Day 4 was a relaxing day in Whitehorse spent mostly visiting with old friends. It was great to be able to catch up with Beej & Norm, JF & Sylvie, and Robert & Carl.
We also needed to pick up some more fresh food for the trip and replace a couple of things that got left behind in Calgary when we did the quick pack-up of the car. We also picked up an electric cooler that was on Sale at Canadian Tire. It will have paid for itself by the end of this trip with us not having to buy ice and not having to throw out spoiled food.
We did manage to get in one touristy stop at the SS Klondike, a Parks Canada Historic Site. The SS Klondike is a paddlewheeler that operated in the 30s and 40s, taking passengers and supplies along the Yukon River between Whitehorse and Dawson City. She now sits on the bank of the river and is open to tourists. Parks Canada give guided tours and admission is free.
Day 5 had us heading back out on the road, going north on the Klondike Highway. Linda had the pleasure of listening to me tell stories about everything along the road until we passed Lake Laberge, as this was my stomping grounds for many years.
We stopped for lunch at 5 fingers rapids. The Yukon River splits into 5 channels here, and not all of them are navigable, only one was deep enough for the paddlewheelers that traveled the river. There is still a cable that the ships used to pull themselves up the 2-foot falls.
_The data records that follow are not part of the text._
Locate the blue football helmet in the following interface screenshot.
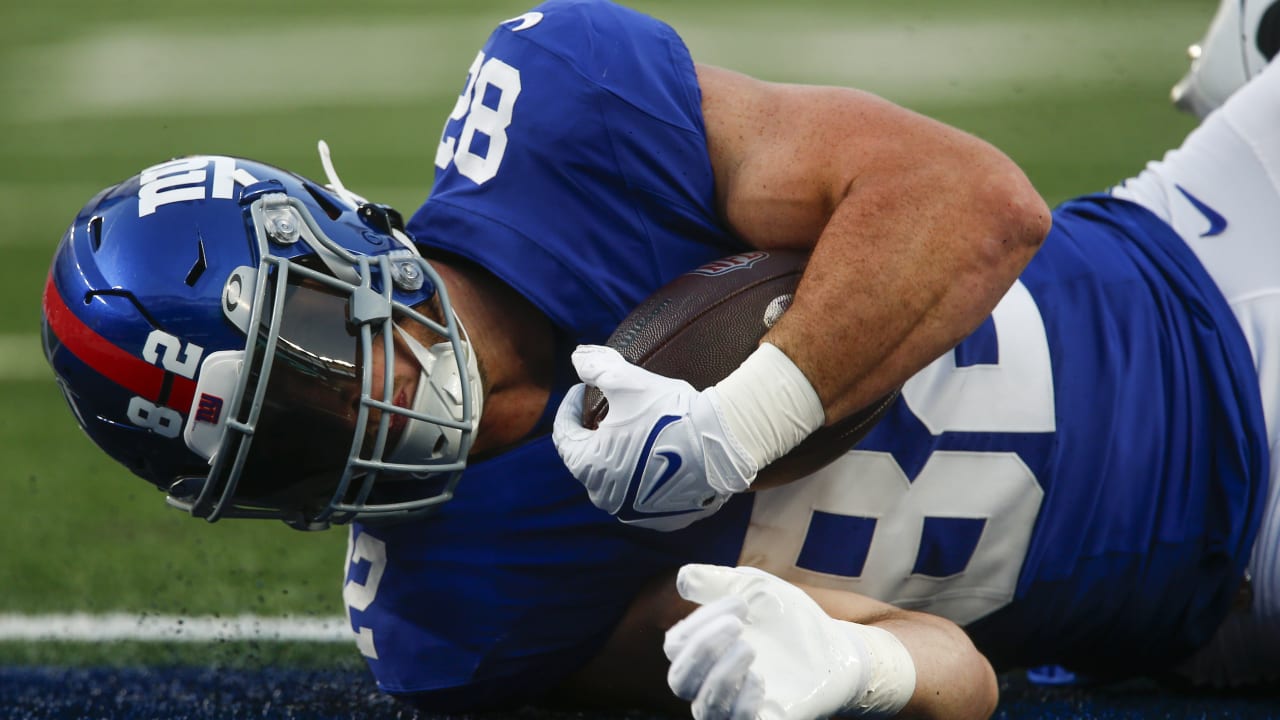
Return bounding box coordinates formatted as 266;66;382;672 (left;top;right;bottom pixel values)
42;149;481;529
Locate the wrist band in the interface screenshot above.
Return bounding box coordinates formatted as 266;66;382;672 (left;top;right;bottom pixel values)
842;623;918;718
713;342;825;472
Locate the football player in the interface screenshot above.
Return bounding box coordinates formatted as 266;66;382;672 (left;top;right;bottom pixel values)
38;1;1280;719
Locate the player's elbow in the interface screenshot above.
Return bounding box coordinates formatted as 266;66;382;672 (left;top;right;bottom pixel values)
1002;170;1051;260
967;649;1000;720
948;630;1000;720
941;617;999;720
895;614;999;720
974;160;1051;276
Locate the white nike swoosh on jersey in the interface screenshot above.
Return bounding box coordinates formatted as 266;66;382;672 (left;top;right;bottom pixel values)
502;12;544;32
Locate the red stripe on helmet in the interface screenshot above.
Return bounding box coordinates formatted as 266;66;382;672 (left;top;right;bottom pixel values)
43;274;197;413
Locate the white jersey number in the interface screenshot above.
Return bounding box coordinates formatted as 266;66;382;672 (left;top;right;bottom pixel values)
435;51;523;185
740;281;1053;625
344;529;387;659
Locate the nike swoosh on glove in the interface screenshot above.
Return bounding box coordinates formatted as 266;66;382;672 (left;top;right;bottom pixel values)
552;345;758;531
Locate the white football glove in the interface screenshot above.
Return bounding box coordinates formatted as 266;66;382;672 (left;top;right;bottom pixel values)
664;564;916;720
552;345;758;531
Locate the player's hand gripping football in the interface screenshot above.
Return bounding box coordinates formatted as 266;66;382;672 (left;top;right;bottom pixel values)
665;564;917;720
552;345;758;531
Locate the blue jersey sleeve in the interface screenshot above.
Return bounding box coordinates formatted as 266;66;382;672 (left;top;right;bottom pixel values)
406;0;744;344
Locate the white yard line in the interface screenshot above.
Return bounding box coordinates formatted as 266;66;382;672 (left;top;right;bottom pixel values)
0;613;351;643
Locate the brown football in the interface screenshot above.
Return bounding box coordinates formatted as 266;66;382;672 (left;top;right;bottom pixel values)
582;250;898;487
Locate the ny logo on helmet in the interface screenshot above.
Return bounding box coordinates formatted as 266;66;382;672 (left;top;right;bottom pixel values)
137;156;260;217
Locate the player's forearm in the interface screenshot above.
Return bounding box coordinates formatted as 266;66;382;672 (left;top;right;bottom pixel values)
764;131;1049;423
702;71;1051;423
565;568;999;720
801;583;999;720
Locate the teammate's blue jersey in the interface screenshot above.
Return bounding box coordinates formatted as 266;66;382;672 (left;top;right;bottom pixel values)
346;0;1270;710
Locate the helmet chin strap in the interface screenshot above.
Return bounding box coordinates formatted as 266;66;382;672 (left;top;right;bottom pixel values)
387;316;483;469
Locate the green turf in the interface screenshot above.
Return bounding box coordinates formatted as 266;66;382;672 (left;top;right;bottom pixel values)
1;380;347;616
0;0;1218;661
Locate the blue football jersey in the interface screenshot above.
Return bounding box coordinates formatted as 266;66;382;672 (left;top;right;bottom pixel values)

From the lookout there are stairs to go down the escarpment and a path to walk to the rapids, it takes around an hour round trip.
Next stop was a photo-op an hour outside of Dawson City, the Tintina Trench lookout. This is a large valley formed by the separating of a fault line some 8 million years ago. The 2 plates of the fault line have shifted over 450km from where they were 65 million years ago. It is a great view from here and a great place to contemplate how tiny a blip we are in the history of the planet.
Our stop for the night, and our home for the next 3, was the Goldrush Campground in downtown Dawson City. The sites are really made for trailers, not tents, and have no shade, but the facilities are well kept, we have power for our cooler, and it is in walking distance to most things in Dawson. We brought our pop-up canopy with us, so we have shade, and the double size air mattress keeps us off the rocks at night.
After we set up camp, we headed over to Diamond Tooth Gerties Casino to make a donation to the Klondike Visitors Association. After we left our money on the table and in the slots, we headed over to the Downtown Hotel so Linda could do the Sourtoe Cocktail. For $5 plus the price of a shot of something 40% you can have a human toe put in your drink, if it touches your lip, your get a certificate and membership card for the Sourtoe Cocktail Club.
While we were waiting for the toe to start, we got to listen to a great piano player. He was the Stompin Tom of piano, complete with a board under his foot. He has a diverse repertoire, and takes requests. He plays from 7-9 nightly and its definitely worth a visit to hear him play.
To end the night we sat by the river, and watched the solstice sunset at 12:50am. We didn’t manage to get up for sunrise at 3:57.